Adapting to Rising Sea Levels in the Marshall Islands


The Marshall Islands is an indendent country near the Equator in the Pacific Ocean, slightly west of the International Date Line. It shares maritime boundaries with Wake Island to the north, Kiribati to the southeast, Nauru to the south, and Federated States of Micronesia to the west.

Made up of 29 atolls, 5 islands and 1,225 islets which form two major islands chains, Majuro Atoll is the political, economic and yachting centre of the Marshall Islands.

Ranked the fourth-least visited country in the world, the Marshall Islands is perhaps the last frontier of yachting with pristine vibrant ecosystems. Over 250 species of reef fish, 180 species of coral, 27 species of marine mammals and all 5 species of turtles can be observed throughout the archipelago. It is also the largest shark sanctuary in the world.


The World Bank has produced a five-minute video about future ocean inundation scenarios for Majuro Atoll.

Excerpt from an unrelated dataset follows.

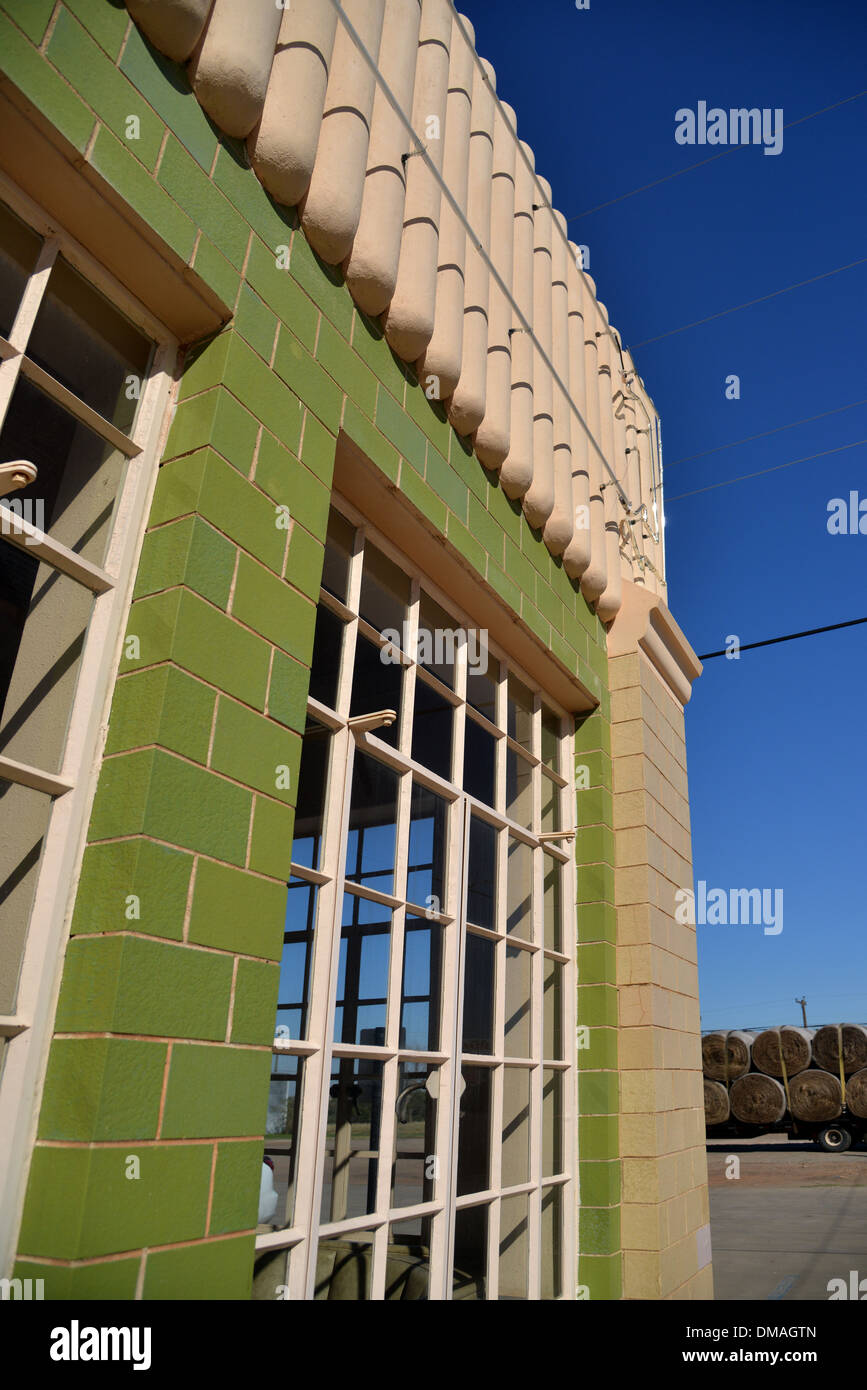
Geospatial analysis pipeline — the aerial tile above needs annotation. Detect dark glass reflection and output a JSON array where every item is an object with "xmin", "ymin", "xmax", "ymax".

The video is part of a study produced jointly by the World Bank and the RMI government called “Adapting to Rising Sea Levels in the Marshall Islands.” It provides visual projections about the flooding that is forecast to occur as sea levels continue to rise. It also suggests possible options for adaptation, including increasing the height of the islands and “reclaiming” (filling) land.